Back at the travel lodge, two muscley dudes knock on the door and say they were sent by the owner to inventory the property. Viv doesn't like the look of them, but they have enough details that she lets them in. Unfortunately, they are as untrustworthy as they look and almost immediately start harassing and threatening her and then beat her up when she tries to fight back. Things escalate gruesomely, but just when they are about to follow through on their repeated threats to rape her, who should knock on the door but James Bond!
Bond just happened to be driving through the isolated Adirondacks when he got a flat tire right in front of the motor lodge. The heavies force Viv to act natural, but she is able to convey to the wary Bond that she is in trouble. He pretends to buy the inventory story and he and Viv talk quietly while she makes him some eggs and bacon. He gives a really weird run down of his most recent adventure fighting Russian spies in Toronto and he is ALSO now just taking a break by driving down the east coast. After everyone goes to bed, the bad guys try to kill Bond and Viv (and think they have succeeded) and then burn down the motor lodge for the insurance money. Gun play, fire, and lots of action ensue. Then Vivienne and James Bond sleep together in a part of the motor lodge that is not on fire and, as she describes the love making and her reactions to it, she gives us the regrettable line: "All women love semi-rape." That should be qualified that they love semi-rape when it is James Bond doing it, apparently. Viv has completely fallen for Bond but knows that he is the kind of man that can't be tied down so is not surprised when he is gone by the time she wakes up. He has also called the police and smoothed everything over using his government connections, even swinging it so that Viv gets a reward from the insurance company for discovering the plot.

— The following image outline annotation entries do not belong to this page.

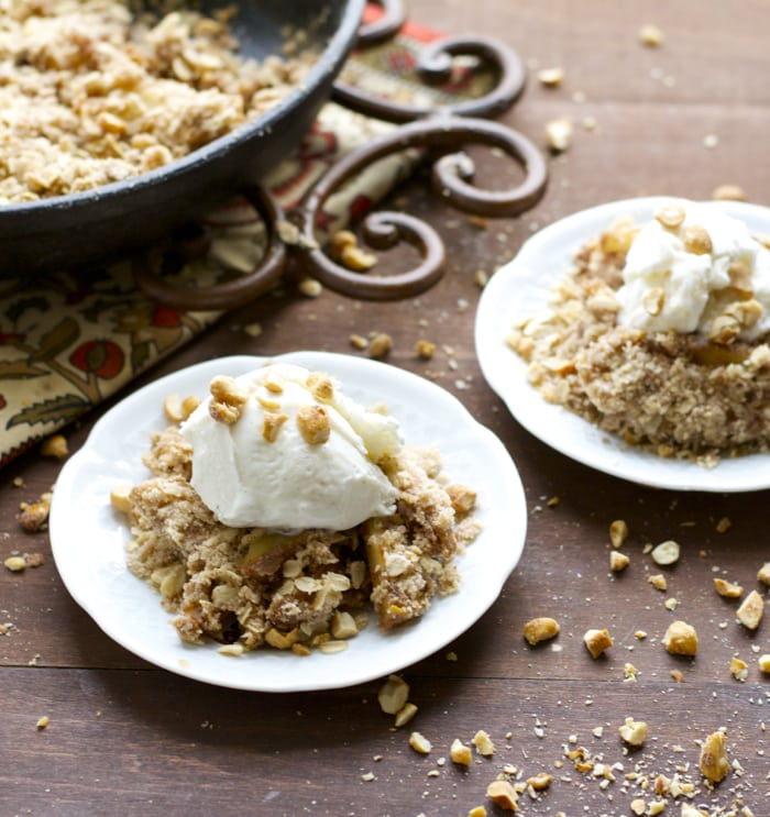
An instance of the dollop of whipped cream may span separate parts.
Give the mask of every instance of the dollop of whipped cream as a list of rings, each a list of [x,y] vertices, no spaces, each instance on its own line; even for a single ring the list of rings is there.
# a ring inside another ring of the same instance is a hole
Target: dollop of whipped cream
[[[224,525],[346,530],[395,510],[377,463],[403,446],[400,427],[329,375],[276,363],[215,378],[182,434],[190,483]]]
[[[715,206],[672,200],[635,236],[618,323],[717,343],[770,332],[770,252]]]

When it was published, the book was immediately panned and Fleming tried to stop its distribution in London. He also refused to give film rights to anything but the title, so the movie of this name with Roger Moore has absolutely nothing to do with the book. Some reviews I've read online really bash this book for the sexism and the "semi-rape" line and, while that obviously isn't great, this was 1962 and the book was written for (male) fans of spy novels, not 21st century women. I actually thought having the first person narrative from a woman was pretty edgy and interesting for the genre, although it obviously didn't work out for Fleming, and the sexism and rape stuff isn't anything more intense than you'd find in a Jacqueline Susann novel. Like her or not, Vivienne is a relatively well-rounded character -- if anyone in the book seems one dimensional and tacked on, it's James Bond, who comes in deus ex machina-style, squeezes in his spy story as an awkward aside, and then shoots some people, has sex, and leaves. I wouldn't recommend this one for everybody, but if you like some highly dated pulpy reading, you could probably do worse.